RIYADH. Gunung uang dari penjualan minyak Arab Saudi mulai menipis. Setelah bertahun-tahun menikmati banyak uang dari kenaikan harga minyak, saat ini negara-negara produsen minyak terpukul akibat kejatuhan harga emas hitam dunia. Tak terkecuali negara besar Arab Saudi. Kekeringan dana tunai bahkan mendorong negara pimpinan OPEC ini menjual obligasi pada musim panas dengan target dana mencapai US$ 4 miliar. Ini merupakan kali pertama Arab Saudi menerbitkan obligasi dalam delapan tahun terakhir.

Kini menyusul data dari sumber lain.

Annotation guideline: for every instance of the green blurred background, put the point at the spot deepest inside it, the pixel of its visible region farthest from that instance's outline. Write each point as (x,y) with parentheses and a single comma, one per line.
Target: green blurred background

Saat ini, ada sejumlah sinyal bahwa Arab Saudi mulai menarik dananya dari sejumlah perusahaan aset manajemen global, seperti BlackRock. Menurut Nigel Sillitor, CEO of Financial Services Market Intelligence Insight Discovery kepada
CNNMoney, Arab Saudi sudah menarik dana sekitar US$ 50 miliar hingga US$ 70 miliar dalam enam bulan terakhir. Dengan menarik dananya dari luar negeri, Arab Saudi berupaya meningkatkan pendanaannya di dalam negeri. "Arab Saudi lebih nyaman membawa kembali likuiditas ke negaranya saat masa krisis. Mereka lebih menyukai menyimpan dana tunai di tangan," jelas Michael Nayebi-Oskoui, Middle East and South Asia analyst Stratfor. Arab Saudi alami defisit Bukan rahasia lagi bahwa ekonomi Arab Saudi terpukul akibat harga minyak yang murah. Sebab, negara ini sangat bergantung pada pendapatan minyak untuk mendanai anggaran belanja mereka yang meningkat. Seperti halnya Brazil, Qatar dan Rusia, anjloknya harga minyak juga menyebabkan neraca perdagangan Arab Saudi mengalami defisit. Ini terbilang dramatis. Bahkan Capital Economics mengestimasi, defisit neraca berjalan Arab Saudi saat ini akan menanjak menjadi 7,5% dari Produk Domestik Bruto pada tahun ini. Bandingkan dengan surplus neraca perdagangan sebesar 20% dari PDB dalam satu dekade terakhir. Tak hanya itu, investor di seluruh dunia juga menarik dananya keluar dari negara-negara Timur Tengah yang terpukul akibat penurunan harga minyak. Tak mengherankan bila saat ini Arab Saudi mengalami
capital outflow yang signifikan. Itu sebabnya Arab Saudi berupaya mati-matian untuk mendapatkan dana tunai. Cadangan mata uang asing yang berada di Saudi Arabian Monetary Agency atau bank sentral Arab Saudi, sudah merosot dari posisi tertingginya pada pertengahan 2014 senilai US$ 746 miliar menjadi US$ 669 miliar pada akhir Juli. "Cadangan mata uang asing terkikis, bukannya naik. Ini merupakan realitas baru bagi Arab Saudi," jelas Jason Tuvey, Middle East economist Capital Economics. Masih terlalu awal untuk panik
Meski demikian, banyak analis yang percaya, posisi ekonomi Arab Saudi saat ini masih berada di posisi yang baik untuk menghadapi badai. Mereka juga tidak perlu untuk mendevaluasi mata uang mereka, riyal. Hal ini mungkin saja benar jika harga minyak
rebound dalam beberapa bulan ke depan. Tidak seperti Qatar, tingkat utang eksternal Arab Saudi masih sangat rendah dan neraca keuangan mereka juga masih cukup kuat. Artinya, Arab Saudi masih dapat meminjam dana dengan biaya murah. Berbeda denganĀ negara yang tergantung pada minyak lain seperti Venezuela, Arab Saudi memiliki cadangan dana tunai yang cukup besar. "Saya tidak akan menekan tombol panik sekarang. Namun situasi ini harus tetap dimonitor," kata Win Thin,
Global Head of Emerging Market Currency Market Strategy Brown Brothers Harriman.